Health Professionals’ Efflux to Western Countries: Could Human Rights and Pragmatism Justify Recruitment by Receiving Countries?
Posted: 10 May 2014
Date Written: May 7, 2014
Abstract
Mainstream scholarship holds that it is unethical for Western countries to recruit health professionals from third world nations. This notion is based on the thinking that in luring third world physicians and nurses to the Western world, destination countries greatly contribute to worsening the health of the people in developing countries by wrongfully depriving them of the services of health professionals whose cost of training they funded.

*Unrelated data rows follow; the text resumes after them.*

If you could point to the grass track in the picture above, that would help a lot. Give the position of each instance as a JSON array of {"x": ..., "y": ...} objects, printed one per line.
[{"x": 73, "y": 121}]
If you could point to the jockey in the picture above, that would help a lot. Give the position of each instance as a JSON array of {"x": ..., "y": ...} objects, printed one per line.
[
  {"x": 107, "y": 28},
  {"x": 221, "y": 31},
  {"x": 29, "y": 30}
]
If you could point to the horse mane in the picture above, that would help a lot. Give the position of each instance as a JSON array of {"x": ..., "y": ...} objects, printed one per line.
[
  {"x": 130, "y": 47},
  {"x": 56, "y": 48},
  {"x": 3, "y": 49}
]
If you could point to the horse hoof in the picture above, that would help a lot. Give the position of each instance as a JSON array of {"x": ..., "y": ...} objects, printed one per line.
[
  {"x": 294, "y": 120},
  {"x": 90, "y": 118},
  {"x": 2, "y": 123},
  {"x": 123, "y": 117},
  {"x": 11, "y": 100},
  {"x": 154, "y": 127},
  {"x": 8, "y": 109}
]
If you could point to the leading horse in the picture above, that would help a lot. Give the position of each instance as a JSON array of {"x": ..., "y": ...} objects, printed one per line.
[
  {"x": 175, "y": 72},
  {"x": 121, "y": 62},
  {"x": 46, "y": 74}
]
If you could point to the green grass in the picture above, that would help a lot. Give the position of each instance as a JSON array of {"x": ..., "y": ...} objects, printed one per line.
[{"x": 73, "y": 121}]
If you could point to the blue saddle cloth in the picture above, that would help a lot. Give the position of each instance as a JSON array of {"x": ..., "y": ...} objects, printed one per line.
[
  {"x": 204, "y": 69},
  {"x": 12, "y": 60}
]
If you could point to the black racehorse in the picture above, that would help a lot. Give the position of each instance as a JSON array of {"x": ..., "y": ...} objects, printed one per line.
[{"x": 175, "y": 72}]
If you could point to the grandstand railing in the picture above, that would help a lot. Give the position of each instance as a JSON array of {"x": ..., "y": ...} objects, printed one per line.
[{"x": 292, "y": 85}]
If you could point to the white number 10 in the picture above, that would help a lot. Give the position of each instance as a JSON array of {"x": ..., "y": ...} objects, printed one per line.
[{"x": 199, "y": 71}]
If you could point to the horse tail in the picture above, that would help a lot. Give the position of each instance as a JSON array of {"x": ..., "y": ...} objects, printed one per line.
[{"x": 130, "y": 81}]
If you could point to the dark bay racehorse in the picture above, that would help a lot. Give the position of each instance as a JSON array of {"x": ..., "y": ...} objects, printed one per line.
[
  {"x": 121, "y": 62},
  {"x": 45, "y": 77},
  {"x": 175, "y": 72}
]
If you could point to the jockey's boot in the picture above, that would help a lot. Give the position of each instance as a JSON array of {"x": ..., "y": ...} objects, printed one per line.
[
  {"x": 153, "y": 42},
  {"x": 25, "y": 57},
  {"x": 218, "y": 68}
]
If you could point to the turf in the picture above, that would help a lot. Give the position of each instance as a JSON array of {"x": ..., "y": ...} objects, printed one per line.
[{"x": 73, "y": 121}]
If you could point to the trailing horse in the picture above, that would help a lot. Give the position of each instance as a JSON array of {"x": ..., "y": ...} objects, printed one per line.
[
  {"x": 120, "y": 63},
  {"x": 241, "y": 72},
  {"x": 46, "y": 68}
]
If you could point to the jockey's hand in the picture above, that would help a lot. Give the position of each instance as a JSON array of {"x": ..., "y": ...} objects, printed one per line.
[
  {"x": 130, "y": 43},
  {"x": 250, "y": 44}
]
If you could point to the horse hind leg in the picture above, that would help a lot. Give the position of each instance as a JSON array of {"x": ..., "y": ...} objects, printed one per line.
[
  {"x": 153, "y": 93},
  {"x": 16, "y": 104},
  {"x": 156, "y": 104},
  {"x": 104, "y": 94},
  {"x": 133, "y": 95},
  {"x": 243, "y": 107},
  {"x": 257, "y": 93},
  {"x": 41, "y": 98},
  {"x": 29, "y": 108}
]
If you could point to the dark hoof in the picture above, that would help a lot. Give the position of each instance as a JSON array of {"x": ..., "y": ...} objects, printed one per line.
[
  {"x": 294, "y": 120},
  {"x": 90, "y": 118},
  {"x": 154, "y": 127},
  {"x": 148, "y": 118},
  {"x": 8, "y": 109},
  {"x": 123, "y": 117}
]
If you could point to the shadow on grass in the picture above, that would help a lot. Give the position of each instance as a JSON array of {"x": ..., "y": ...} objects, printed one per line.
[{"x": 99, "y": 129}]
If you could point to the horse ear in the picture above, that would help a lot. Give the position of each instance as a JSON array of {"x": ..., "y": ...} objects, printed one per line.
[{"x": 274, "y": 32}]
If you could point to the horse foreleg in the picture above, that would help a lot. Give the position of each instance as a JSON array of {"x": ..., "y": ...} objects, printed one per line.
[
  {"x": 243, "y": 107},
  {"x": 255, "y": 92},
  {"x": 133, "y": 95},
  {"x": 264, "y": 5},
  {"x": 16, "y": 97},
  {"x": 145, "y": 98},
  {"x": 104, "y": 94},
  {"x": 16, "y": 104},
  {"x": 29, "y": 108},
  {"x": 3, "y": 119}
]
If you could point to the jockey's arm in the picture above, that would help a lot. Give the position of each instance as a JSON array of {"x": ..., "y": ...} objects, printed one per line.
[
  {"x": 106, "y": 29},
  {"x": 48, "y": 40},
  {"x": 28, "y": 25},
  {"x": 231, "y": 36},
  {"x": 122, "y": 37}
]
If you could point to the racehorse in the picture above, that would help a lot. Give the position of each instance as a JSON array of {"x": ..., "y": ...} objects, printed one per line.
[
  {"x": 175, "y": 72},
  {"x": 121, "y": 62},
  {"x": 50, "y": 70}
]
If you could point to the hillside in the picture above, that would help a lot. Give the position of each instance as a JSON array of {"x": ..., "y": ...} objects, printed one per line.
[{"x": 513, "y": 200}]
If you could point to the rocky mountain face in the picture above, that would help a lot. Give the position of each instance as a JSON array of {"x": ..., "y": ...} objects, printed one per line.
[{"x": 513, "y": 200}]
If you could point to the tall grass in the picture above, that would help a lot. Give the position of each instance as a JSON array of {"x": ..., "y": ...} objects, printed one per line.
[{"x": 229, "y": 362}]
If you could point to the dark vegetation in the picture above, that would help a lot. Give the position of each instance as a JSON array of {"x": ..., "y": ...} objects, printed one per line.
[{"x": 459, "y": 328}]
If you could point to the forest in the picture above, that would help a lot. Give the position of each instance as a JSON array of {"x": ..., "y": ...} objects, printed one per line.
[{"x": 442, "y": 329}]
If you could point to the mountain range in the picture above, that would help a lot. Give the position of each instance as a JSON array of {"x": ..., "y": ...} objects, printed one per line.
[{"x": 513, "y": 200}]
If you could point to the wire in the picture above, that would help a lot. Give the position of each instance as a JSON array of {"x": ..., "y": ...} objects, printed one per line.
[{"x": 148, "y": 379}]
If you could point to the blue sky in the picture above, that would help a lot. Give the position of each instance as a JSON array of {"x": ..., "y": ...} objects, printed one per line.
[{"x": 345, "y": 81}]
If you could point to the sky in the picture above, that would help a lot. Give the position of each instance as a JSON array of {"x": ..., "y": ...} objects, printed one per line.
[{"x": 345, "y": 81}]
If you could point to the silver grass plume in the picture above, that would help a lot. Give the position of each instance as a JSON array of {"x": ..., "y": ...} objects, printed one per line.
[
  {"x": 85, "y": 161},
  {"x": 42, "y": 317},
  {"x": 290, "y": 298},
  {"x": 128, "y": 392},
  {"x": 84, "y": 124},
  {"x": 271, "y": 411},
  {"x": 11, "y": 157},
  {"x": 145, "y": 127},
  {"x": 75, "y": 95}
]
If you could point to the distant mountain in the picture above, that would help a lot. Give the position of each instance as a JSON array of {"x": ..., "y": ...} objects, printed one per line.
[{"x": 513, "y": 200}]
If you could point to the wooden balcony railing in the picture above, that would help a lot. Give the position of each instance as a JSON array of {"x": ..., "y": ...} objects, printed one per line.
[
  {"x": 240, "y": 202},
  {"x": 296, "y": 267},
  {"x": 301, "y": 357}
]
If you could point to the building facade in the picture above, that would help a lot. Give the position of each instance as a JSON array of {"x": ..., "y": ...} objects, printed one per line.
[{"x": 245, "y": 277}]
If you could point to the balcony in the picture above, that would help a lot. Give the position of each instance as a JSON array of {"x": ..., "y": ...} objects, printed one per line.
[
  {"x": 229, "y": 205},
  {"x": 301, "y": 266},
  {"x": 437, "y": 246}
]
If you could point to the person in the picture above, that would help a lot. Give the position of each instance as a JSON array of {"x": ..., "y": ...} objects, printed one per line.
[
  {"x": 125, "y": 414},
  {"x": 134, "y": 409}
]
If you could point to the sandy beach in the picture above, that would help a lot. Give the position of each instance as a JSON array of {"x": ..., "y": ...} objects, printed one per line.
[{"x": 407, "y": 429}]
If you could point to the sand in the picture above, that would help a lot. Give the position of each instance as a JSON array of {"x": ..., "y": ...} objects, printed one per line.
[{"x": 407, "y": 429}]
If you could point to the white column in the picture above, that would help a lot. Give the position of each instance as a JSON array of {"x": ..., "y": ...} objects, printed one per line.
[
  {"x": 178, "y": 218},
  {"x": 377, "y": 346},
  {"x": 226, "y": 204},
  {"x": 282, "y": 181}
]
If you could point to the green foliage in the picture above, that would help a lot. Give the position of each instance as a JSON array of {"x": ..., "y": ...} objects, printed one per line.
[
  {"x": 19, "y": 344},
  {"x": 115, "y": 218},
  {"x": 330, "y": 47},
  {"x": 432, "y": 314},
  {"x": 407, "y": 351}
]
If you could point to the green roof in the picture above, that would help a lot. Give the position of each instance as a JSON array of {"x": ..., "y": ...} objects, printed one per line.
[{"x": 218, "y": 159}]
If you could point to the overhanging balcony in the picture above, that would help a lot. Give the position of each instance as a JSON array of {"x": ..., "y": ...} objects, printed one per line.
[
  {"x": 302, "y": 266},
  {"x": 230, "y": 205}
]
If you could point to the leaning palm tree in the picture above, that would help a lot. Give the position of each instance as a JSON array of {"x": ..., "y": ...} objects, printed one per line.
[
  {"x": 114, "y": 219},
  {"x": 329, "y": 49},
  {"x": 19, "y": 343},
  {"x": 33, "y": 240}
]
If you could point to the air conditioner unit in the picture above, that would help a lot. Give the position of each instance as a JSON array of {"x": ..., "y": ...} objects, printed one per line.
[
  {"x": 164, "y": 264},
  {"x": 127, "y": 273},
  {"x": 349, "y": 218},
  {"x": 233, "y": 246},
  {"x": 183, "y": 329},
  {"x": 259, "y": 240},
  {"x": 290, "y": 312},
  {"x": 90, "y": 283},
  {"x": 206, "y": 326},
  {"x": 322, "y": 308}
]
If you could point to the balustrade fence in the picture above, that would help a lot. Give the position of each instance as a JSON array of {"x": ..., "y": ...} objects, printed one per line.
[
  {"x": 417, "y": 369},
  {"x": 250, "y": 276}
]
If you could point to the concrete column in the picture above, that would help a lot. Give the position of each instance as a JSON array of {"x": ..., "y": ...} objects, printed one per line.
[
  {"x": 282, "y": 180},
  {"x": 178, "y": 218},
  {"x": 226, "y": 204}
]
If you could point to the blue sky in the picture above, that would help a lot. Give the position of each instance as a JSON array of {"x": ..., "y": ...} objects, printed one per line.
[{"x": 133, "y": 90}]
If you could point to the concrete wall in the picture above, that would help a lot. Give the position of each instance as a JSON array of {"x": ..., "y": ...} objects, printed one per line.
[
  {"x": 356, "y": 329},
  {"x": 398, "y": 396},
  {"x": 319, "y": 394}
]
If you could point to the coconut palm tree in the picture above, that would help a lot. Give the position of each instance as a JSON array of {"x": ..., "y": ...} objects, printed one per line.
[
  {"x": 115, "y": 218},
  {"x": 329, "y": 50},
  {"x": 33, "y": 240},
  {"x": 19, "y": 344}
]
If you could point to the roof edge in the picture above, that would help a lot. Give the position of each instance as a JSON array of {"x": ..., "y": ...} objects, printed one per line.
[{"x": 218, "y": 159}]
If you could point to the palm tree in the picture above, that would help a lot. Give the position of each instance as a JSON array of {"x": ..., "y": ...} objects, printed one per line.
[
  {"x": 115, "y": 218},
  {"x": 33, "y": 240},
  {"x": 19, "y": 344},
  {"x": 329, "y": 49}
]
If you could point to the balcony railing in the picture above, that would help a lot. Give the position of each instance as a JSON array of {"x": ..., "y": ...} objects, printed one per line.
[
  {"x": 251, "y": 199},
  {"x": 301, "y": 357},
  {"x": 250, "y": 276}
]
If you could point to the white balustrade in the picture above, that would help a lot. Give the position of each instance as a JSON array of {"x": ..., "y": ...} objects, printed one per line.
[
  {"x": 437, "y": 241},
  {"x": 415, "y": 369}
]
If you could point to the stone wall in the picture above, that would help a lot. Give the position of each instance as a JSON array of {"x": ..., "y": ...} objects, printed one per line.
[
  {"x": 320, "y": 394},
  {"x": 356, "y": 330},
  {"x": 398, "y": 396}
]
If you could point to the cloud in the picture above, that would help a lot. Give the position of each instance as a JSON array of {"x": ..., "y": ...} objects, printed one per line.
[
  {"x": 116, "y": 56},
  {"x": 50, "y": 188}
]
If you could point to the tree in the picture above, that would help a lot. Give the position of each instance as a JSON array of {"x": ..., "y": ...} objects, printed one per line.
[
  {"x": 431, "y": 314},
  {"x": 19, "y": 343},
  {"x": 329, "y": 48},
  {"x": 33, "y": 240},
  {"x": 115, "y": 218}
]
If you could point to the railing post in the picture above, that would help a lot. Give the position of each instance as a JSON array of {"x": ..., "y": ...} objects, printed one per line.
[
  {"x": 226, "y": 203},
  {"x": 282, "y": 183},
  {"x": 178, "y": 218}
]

Despite its seeming 'credibility' and pervasiveness, this opinion can be faulted on at least three grounds. First, it ignores the interplay of supply and demand in many of the exporting countries, an interplay that detrimentally impacts not only individual interests of the health professionals and their families but also the economies of their countries. Second, the opinion seems to have been constructed in total disregard of the human rights of the health professionals, particularly their right to respect for individual autonomy. Third, the notion fails to take into account the role of the principle of international cooperation (a key human rights concept) in relation amongst nations as supportive of the action of destination countries. This paper, a radical departure from extant orthodoxy, argues that when situated in its proper context, these neglected considerations provide sufficient justification for recruitment of health professionals from developing countries, even in the face of so-called shortages in many of these countries.